The Senate last night passed by unanimous consent H.R. 5872, the Sequestration Transparency Act, which the House of Representatives passed last week by a vote of 414-2. This bill was originally introduced by Senate Republican Conference Chairman John Thune (R-S.D.) and Senate Budget Committee Ranking Member Jeff Sessions (R-Ala.), and House Republican Conference Chairman Jeb Hensarling (R-Texas) and House Budget Committee Chairman Paul Ryan (R-Wis.). The legislation would require the Obama administration, within 30 days of the bill’s enactment, to provide taxpayers and Congress with its plan for implementing the required sequestration cuts for defense and non-defense programs that are scheduled to occur on January 2, 2013. With overwhelming support in the House and Senate, the bill will now be sent to the president for his approval.
“Americans deserve transparency on the looming sequester,” said Thune. “I commend my Senate colleagues for taking action to ensure that taxpayers and Congress know the administration’s plan to implement sequestration. Congress has made a clear and united call for more transparency, and I hope President Obama will sign this bill into law expediently. It is time for President Obama to level with taxpayers about the full impact of the scheduled cuts to our national defense, and join with Congress in finding alternative savings that do not jeopardize our national security.”
“If the sequester is not re-organized, defense spending—which makes up just one-sixth of the federal budget—will have to absorb half of the planned cuts, on top of the $487 billion in defense cuts already in place over the next decade,” said Sessions. “Meanwhile, some of the largest non-defense expenditures are totally exempt from any cuts whatsoever. I’m glad that Congress has been nearly unanimous in its recognition that the Obama Administration needs to reveal how it would move forward with such enormous defense cuts, which the President’s own Defense Secretary said would be ‘disastrous for our national defense.’”

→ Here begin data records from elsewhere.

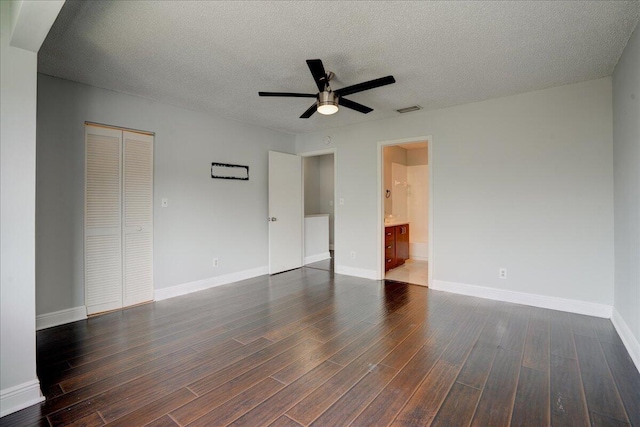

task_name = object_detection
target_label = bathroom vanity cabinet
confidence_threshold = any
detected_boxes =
[385,223,409,272]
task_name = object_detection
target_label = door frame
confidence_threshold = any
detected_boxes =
[376,136,433,284]
[298,148,338,262]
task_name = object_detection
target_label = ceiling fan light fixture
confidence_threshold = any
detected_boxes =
[317,91,339,115]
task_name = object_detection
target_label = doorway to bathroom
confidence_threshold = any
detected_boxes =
[378,138,432,286]
[301,150,335,272]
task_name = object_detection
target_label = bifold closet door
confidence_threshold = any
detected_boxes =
[122,131,154,306]
[85,126,123,315]
[85,125,154,315]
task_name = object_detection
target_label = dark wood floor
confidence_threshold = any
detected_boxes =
[2,267,639,426]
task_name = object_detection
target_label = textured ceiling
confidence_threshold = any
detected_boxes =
[39,1,639,135]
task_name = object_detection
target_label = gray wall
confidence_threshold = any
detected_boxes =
[36,74,295,315]
[297,77,614,305]
[318,154,335,246]
[613,26,640,345]
[303,157,320,214]
[1,0,39,405]
[304,154,335,245]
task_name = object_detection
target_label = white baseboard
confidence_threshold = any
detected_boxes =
[611,307,640,374]
[335,265,377,280]
[305,252,331,265]
[410,242,428,261]
[0,380,44,418]
[431,280,612,318]
[36,306,87,331]
[155,266,269,301]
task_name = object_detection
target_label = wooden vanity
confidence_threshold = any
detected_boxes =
[385,223,409,271]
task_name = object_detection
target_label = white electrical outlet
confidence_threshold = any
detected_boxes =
[350,251,356,259]
[499,268,507,279]
[213,258,219,268]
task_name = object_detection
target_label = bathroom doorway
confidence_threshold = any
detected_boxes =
[378,138,433,286]
[301,150,336,272]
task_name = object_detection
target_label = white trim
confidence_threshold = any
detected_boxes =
[305,252,331,265]
[335,265,377,280]
[410,256,429,262]
[154,266,268,301]
[0,380,44,418]
[36,306,87,330]
[376,136,433,286]
[611,307,640,374]
[431,280,612,318]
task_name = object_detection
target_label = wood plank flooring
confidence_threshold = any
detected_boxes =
[1,266,638,426]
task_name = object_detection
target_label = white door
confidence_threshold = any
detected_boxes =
[269,151,303,274]
[122,131,154,306]
[85,126,123,315]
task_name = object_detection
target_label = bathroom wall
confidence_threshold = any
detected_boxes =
[391,163,408,221]
[408,164,429,260]
[407,147,428,166]
[383,146,407,216]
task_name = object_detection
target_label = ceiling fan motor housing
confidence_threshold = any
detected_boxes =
[317,90,339,115]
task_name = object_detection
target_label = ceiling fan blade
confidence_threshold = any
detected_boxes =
[300,102,317,119]
[258,92,317,98]
[338,97,373,114]
[334,75,396,97]
[307,59,328,92]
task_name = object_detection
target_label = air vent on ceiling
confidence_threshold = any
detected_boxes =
[396,105,422,114]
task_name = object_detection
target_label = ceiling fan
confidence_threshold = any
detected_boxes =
[258,59,396,118]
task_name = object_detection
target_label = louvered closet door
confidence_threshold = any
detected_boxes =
[85,126,123,315]
[122,131,154,306]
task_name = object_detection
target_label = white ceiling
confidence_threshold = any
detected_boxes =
[39,1,639,135]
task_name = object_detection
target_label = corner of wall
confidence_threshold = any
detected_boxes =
[612,307,640,373]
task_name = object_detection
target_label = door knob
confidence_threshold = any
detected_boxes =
[268,217,277,222]
[137,226,142,231]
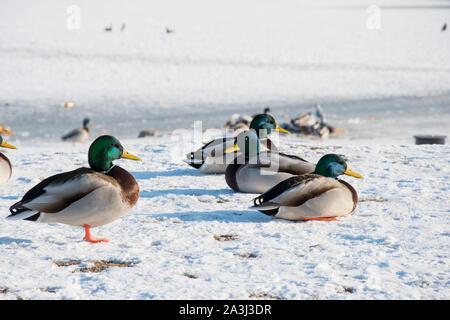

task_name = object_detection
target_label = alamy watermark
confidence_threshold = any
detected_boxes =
[170,121,283,175]
[67,5,81,30]
[366,5,381,30]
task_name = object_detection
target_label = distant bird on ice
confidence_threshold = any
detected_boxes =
[166,27,175,34]
[138,129,157,138]
[442,23,447,31]
[61,118,92,144]
[121,23,126,32]
[63,101,75,109]
[105,24,113,32]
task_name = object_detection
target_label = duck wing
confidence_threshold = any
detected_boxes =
[276,152,315,175]
[8,168,117,219]
[61,128,83,141]
[252,174,340,209]
[186,137,235,160]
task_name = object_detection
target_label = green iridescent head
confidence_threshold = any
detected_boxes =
[83,118,92,128]
[314,154,363,179]
[249,114,289,139]
[88,135,141,172]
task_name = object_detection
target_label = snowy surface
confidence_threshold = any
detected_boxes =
[0,135,449,299]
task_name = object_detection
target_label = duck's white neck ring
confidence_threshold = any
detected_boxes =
[102,164,116,174]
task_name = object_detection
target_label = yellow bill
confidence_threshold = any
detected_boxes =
[344,168,363,179]
[0,140,17,149]
[275,125,290,134]
[121,149,141,161]
[224,143,239,154]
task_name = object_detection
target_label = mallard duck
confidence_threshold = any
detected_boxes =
[0,136,17,186]
[63,101,75,109]
[184,114,288,174]
[7,135,141,243]
[251,154,362,221]
[138,129,157,138]
[251,107,272,119]
[61,118,92,144]
[225,116,316,194]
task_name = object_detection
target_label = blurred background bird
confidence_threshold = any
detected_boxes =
[61,118,92,144]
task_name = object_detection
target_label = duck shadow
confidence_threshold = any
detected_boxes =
[147,210,276,223]
[1,196,19,200]
[0,236,32,245]
[140,188,232,199]
[131,168,209,179]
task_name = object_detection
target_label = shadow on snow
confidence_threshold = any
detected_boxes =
[140,188,232,199]
[131,168,208,179]
[145,210,276,223]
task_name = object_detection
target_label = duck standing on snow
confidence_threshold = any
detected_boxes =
[184,114,288,174]
[251,154,362,221]
[7,135,141,243]
[225,114,316,194]
[61,118,92,144]
[0,136,17,186]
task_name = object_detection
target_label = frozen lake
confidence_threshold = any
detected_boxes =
[1,0,449,142]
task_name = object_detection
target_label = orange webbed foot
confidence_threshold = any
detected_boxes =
[301,216,338,222]
[83,224,109,243]
[83,236,109,243]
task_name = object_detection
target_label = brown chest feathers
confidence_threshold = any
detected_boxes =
[107,166,140,207]
[338,179,358,212]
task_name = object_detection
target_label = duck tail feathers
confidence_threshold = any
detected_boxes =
[250,202,280,211]
[7,202,40,221]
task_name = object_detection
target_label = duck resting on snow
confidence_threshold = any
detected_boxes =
[251,154,362,221]
[0,136,17,186]
[225,116,316,194]
[184,114,289,174]
[7,135,141,243]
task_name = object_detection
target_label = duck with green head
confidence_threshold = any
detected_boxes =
[224,114,317,194]
[7,135,141,243]
[61,117,93,144]
[184,113,289,174]
[0,135,17,186]
[251,154,363,221]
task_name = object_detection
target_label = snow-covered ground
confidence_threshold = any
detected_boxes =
[0,136,449,299]
[0,0,449,300]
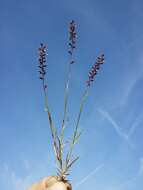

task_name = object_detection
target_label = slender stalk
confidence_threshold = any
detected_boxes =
[60,62,72,138]
[58,20,76,178]
[65,88,89,173]
[58,65,71,174]
[42,80,59,167]
[59,56,72,168]
[37,24,105,181]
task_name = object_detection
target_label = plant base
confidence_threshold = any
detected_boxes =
[27,176,72,190]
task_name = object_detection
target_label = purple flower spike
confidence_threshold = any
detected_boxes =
[87,54,105,86]
[68,20,76,64]
[38,43,47,81]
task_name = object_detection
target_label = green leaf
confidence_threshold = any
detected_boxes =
[67,156,79,169]
[74,131,83,144]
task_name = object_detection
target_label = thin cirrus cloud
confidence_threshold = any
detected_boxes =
[120,66,143,107]
[97,107,143,189]
[128,112,143,138]
[24,159,30,171]
[97,108,135,150]
[107,157,143,190]
[138,158,143,176]
[74,163,104,189]
[1,162,32,190]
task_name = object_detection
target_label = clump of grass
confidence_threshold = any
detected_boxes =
[37,20,105,181]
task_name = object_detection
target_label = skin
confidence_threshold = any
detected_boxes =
[27,176,72,190]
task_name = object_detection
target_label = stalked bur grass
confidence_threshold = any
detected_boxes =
[65,54,105,175]
[38,44,59,167]
[38,20,105,182]
[58,20,77,179]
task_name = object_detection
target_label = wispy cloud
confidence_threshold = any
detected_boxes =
[3,162,9,172]
[74,164,104,189]
[1,162,32,190]
[120,69,143,107]
[108,177,137,190]
[98,108,135,149]
[24,159,30,171]
[128,112,143,137]
[109,52,143,110]
[138,157,143,175]
[108,157,143,190]
[11,171,31,190]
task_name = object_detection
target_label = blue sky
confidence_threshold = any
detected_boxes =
[0,0,143,189]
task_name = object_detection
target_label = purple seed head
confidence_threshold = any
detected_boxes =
[38,43,47,81]
[87,54,105,86]
[68,20,77,64]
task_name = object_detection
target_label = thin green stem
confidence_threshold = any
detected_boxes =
[58,48,74,176]
[60,64,71,140]
[65,88,89,172]
[42,80,59,166]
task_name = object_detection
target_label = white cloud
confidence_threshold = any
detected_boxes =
[120,71,143,107]
[107,157,143,190]
[98,108,135,149]
[74,164,104,189]
[24,159,30,171]
[1,162,32,190]
[11,171,23,189]
[3,162,9,172]
[138,158,143,175]
[120,51,143,107]
[128,112,143,137]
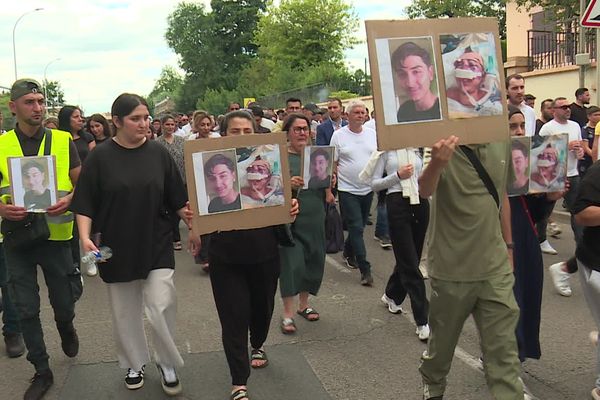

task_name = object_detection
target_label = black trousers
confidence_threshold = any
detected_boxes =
[385,193,429,326]
[209,257,280,385]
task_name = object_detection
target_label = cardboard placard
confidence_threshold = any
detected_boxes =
[366,17,508,150]
[8,155,58,212]
[508,134,568,196]
[184,133,293,235]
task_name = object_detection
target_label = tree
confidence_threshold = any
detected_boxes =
[42,80,65,109]
[406,0,507,39]
[148,66,184,105]
[196,88,240,115]
[512,0,580,29]
[254,0,359,69]
[0,91,12,130]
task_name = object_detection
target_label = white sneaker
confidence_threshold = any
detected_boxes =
[592,387,600,400]
[590,331,599,346]
[416,324,430,341]
[157,364,182,396]
[540,240,558,255]
[547,222,562,237]
[86,262,98,277]
[380,294,403,314]
[549,262,572,296]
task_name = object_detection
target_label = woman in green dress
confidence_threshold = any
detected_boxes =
[279,114,335,334]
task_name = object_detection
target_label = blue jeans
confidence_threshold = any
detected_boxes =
[0,243,20,336]
[339,191,373,274]
[375,191,389,238]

The Budget Control Act (BCA), enacted in August of 2011, requires across-the-board spending reductions of $984 billion to be distributed evenly over nine years, or $109.3 billion per year, due to the failure of the Supercommittee process. Under sequestration, each year $54.7 billion in reductions will be necessary to both defense and non-defense categories. The defense sequester cuts are in addition to $487 billion in defense cuts over 10 years that were put in place last year after the BCA took effect.
The report required by the Sequestration Transparency Act would assist Congress in assessing the long-term effect these cuts will have on our national defense, and aid in its year-end legislative business, including fiscal year 2013 appropriations.